Kenneth Fisher says investors’ short memories are causing them to fall prey to overblown fears about the economy and stock market, and says he thinks stocks will make some nice gains between now and the end of the year.

“Last year we were fixated on Congress with health care and Dodd-Frank concerns — and PIIGS contagion and double-dip recession fears,” Fisher writes in his latest Forbes column. “Not much has changed. Add to the list the after-shock of the congressional debt ceiling battle and the debt downgrade. None of this will amount to a hill of beans except to swing sentiment and incite panic. It’s relevant for traders but not for long-term investors.”
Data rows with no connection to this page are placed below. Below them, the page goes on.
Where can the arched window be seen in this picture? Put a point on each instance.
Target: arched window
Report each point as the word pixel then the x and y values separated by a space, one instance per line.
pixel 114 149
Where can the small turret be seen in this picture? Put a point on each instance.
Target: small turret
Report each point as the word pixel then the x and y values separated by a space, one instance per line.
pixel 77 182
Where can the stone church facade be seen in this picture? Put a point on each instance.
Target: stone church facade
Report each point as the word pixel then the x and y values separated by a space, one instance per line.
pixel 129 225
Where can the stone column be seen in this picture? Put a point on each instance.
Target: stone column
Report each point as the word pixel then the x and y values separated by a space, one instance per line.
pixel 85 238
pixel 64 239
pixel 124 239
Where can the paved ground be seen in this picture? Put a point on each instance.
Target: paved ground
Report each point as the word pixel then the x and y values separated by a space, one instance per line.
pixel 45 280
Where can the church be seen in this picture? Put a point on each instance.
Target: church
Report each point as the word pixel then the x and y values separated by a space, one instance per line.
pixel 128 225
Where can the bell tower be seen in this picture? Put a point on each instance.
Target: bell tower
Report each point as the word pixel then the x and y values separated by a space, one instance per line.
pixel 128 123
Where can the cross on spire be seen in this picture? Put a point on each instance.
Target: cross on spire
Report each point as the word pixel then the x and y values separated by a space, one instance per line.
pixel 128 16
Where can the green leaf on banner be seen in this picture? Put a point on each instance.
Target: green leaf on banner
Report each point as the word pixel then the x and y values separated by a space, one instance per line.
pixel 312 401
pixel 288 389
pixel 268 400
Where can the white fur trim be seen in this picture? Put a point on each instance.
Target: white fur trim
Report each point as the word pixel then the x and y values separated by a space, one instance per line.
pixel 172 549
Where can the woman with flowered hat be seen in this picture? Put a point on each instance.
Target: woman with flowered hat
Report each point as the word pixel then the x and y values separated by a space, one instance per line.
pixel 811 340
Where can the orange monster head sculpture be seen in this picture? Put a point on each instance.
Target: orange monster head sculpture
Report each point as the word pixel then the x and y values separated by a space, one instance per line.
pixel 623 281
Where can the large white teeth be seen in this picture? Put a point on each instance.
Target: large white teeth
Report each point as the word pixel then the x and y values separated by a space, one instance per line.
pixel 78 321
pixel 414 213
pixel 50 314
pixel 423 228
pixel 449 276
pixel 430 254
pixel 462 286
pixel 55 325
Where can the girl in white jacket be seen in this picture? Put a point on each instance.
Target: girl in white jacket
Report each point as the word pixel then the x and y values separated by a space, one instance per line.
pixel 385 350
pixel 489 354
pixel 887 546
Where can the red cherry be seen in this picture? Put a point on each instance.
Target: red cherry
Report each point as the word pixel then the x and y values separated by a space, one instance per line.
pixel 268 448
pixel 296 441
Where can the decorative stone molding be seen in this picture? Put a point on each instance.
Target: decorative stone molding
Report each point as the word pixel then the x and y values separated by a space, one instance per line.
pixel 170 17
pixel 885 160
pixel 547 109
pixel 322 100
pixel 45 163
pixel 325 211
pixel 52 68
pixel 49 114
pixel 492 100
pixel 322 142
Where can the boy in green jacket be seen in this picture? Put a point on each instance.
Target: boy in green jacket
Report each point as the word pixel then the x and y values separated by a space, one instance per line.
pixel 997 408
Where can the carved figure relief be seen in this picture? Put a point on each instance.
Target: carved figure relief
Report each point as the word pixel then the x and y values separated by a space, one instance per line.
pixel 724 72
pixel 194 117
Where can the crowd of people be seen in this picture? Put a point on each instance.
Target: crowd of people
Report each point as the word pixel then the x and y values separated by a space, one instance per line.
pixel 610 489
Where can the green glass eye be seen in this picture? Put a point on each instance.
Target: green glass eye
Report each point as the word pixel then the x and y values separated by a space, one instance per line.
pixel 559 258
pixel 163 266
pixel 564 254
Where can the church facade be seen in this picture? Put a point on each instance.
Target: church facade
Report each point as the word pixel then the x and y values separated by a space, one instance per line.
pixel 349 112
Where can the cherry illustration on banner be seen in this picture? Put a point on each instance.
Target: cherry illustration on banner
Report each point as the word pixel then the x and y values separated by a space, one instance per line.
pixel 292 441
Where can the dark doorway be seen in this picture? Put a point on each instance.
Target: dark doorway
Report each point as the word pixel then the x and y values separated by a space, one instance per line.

Fisher puts some of the blame on pundits, most of whom “act like chittering chimpanzees without memories,” he says. “They tend to be fact-free but ever noisy and opinionated! Look at the evidence. We have so far made it through Meredith Whitney’s muni bond Armageddon, the debt ceiling crisis, the S&P downgrade and fears of government interference. Meanwhile, the long bond keeps rising in price, defying debt-doomers. How many times can we replay pointless little PIIGies fears?”

As for fears that weak recent growth is a precursor to another recession, Fisher objects. He says history shows that all expansions have quarters in which growth slows (or is weak, like last quarter). “Multiple quarters of slowing growth always happen and have never been predictive, with any consistency, of recession,” he writes. “Investors never seem to learn, but the best policy is to ignore the chatter and buy strong stocks, ones that are cheap and that should gain as sentiment improves.” He offers a handful of picks, including toy-maker Hasbro.